Natalia Lacunza once again chooses to silence the noise. Following the luminous pulse of Tiene que ser para mí (2022), the Navarrese artist opens a new chapter with N2STAL5IA, her second studio album. It is a conceptual project born from introspection, stillness and truth. A body of work that rejects immediacy and builds a more mature, timeless and deeply generational emotional space.
The record features fourteen original tracks in which Lacunza delves into an inner landscape where attachment, heartbreak, loss, friendship and the bonds that reshape us in our mid-twenties all coexist. The title —a nod to the word “nostalgia” and the number “25”— captures its essence: an emotional journey through that vital threshold where we stop being who we were without yet fully knowing who we will become.
Collaborations that deepen the narrative
The album’s production was crafted alongside Pau Riutort, Diego 900, Barry B, Gara Durán, Andry Kiddos and Pablo Stipicic. The approach strips away ornamentation and prioritises what is essential. Voice, narrative and space take centre stage.
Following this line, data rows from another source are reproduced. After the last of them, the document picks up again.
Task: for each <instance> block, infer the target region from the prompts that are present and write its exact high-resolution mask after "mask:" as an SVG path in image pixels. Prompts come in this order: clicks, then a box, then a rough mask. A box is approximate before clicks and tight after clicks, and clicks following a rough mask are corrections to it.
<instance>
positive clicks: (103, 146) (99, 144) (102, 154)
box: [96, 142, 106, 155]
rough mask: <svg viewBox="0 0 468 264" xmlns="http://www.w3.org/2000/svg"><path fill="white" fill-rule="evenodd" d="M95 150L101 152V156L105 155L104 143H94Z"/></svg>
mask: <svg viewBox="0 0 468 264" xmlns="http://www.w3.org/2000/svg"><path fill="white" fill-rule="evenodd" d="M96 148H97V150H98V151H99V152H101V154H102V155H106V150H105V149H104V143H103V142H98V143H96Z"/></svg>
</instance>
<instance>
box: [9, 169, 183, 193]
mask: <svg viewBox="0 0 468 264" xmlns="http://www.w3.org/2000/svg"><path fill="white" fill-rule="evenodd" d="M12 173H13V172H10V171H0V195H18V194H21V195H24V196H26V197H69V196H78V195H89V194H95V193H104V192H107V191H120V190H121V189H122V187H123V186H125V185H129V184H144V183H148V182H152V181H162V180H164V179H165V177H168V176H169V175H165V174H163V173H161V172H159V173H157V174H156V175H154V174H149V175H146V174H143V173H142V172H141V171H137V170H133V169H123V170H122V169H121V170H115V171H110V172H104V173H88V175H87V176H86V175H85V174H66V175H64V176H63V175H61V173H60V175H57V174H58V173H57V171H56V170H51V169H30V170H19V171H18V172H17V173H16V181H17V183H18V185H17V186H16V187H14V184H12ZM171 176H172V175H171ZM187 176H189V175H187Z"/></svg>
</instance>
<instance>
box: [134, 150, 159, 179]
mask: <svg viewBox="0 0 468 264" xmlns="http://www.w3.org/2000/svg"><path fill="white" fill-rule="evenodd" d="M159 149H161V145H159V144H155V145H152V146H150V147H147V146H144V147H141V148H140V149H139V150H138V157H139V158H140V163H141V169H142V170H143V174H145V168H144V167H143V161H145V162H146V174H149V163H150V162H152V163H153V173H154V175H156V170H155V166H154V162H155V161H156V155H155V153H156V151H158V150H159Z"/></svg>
The sound moves between atmospheric pop, introspective R&B and electronic landscapes upheld by meaningful silences. All of it serves an alt-pop narrative that is intimate, raw and honest.
N2STAL5IA arrives after early releases such as “Un Castigo” featuring Jesse Baez, “Apego Feroz”, the ballad “Otro Culito”, and “Singapur”, tracks that already hinted at the album’s emotional shift. The collaborations further expand this universe. Jesse Baez brings warmth and understated sensuality to one of the album’s most intimate duets. BEA1991, a key figure in Dutch experimental pop, strengthens the record’s atmospheric character with “Te Enamoraste”. Natt Calma and Nilusi add distinct yet complementary perspectives, rounding out the emotional map that runs through N2STAL5IA.
“SABES QUÉ???”: rupture and transformation
The album’s focal point is “SABES QUÉ???”, its most visceral track. Lacunza wrote it in Mexico during one of her recent co-writing trips alongside Diego 900, L’haine, Pablo Stipicic and Andry Kiddos. The final production, signed by Riutort and Stipicic, embraces a dirtier, more direct sound that breaks deliberately with the delicacy found in the rest of the album.
The song stems from a need to let go. To scream. To sing from a rawer place. It features a chorus formed by her closest friends, repeating her name —“N-A-TA-LIA”— as an inner dialogue. Voices that interrupt, that sting, but also that support.